I meet her gaze, my hand stilling in her hair. “I’ve found I need it every bit as much as the woman I’m with.”

“Are you serious?”

“Yeah. We’re both active participants. I work hard to ensure your safety and pleasure. As well as being sure you’re properly punished.”

“I am.” She settles back against me, her breathing slowing, her body relaxing fully. “Lesson learned, Sir.”

“And what lesson is that? That you’re always going to behave in the future?”

“Mmm. Yes. Absolutely. That. That’s exactly what I learned.”

She has to hide her face quickly, maybe hoping I hadn’t seen the lie dancing in her eyes.

The fire crackles, the storm rages outside, but here, with her in my arms, everything feels right.

Later, when her breaths are deep and even, I ask, “How was that scene? Enough? Too much?”

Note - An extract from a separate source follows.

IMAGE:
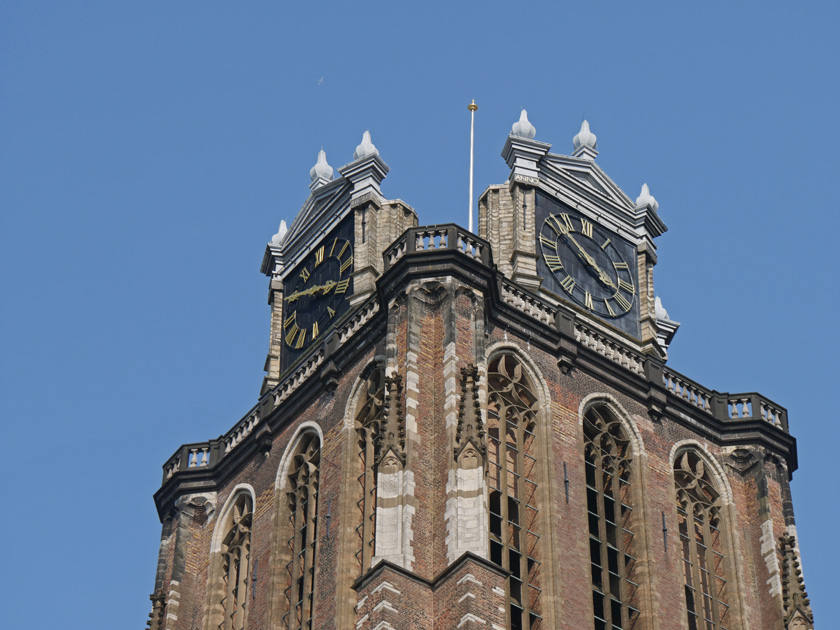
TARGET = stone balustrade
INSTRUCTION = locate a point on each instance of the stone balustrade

“It’s the stuff out of fantasies, Stryker. All of it. But I have one thing to say…”

“Oh?”

“If that’s your idea of punishment, Sir, I’m not sure I’ll ever behave again.”

I was hoping she’d say that.

Because I have plans for another dozen scenes. I just hope she’s ready to meet the beast she’s unleashed.

Chapter Thirty

Lyra

My body wakes up before my mind. Every part of me remembers Stryker. And when I breathe in, it’s his spicy scent that fills my senses.

Opening my eyes, sensing that something isn’t right, I turn toward his side of the bed.

The other side of the mattress is cold and empty.

Stryker isn’t there.

But every part of me is vibrantly aware of him.

A slow throb pulses between my thighs, a tender ache that spreads upward to the small of my back and downward to the backs of my knees.

My ass stings when I shift, the skin hot and tight, as if his palm is still there, branding me.

I draw a breath, and the memory floods in: the way he bent me over his lap, the sharp crack of his hand on my buttocks, the way the pain flipped into something molten and urgent.

My nipples tighten against the soft flannel of my shirt—his shirt—that I pulled on sometime in the night. The fabric smells of woodsmoke and him, clean skin and dark desire, making my stomach clench with want and shame in equal measures.

I press my thighs together and feel the slickness that’s there, even though that shouldn’t be possible when I’m all alone.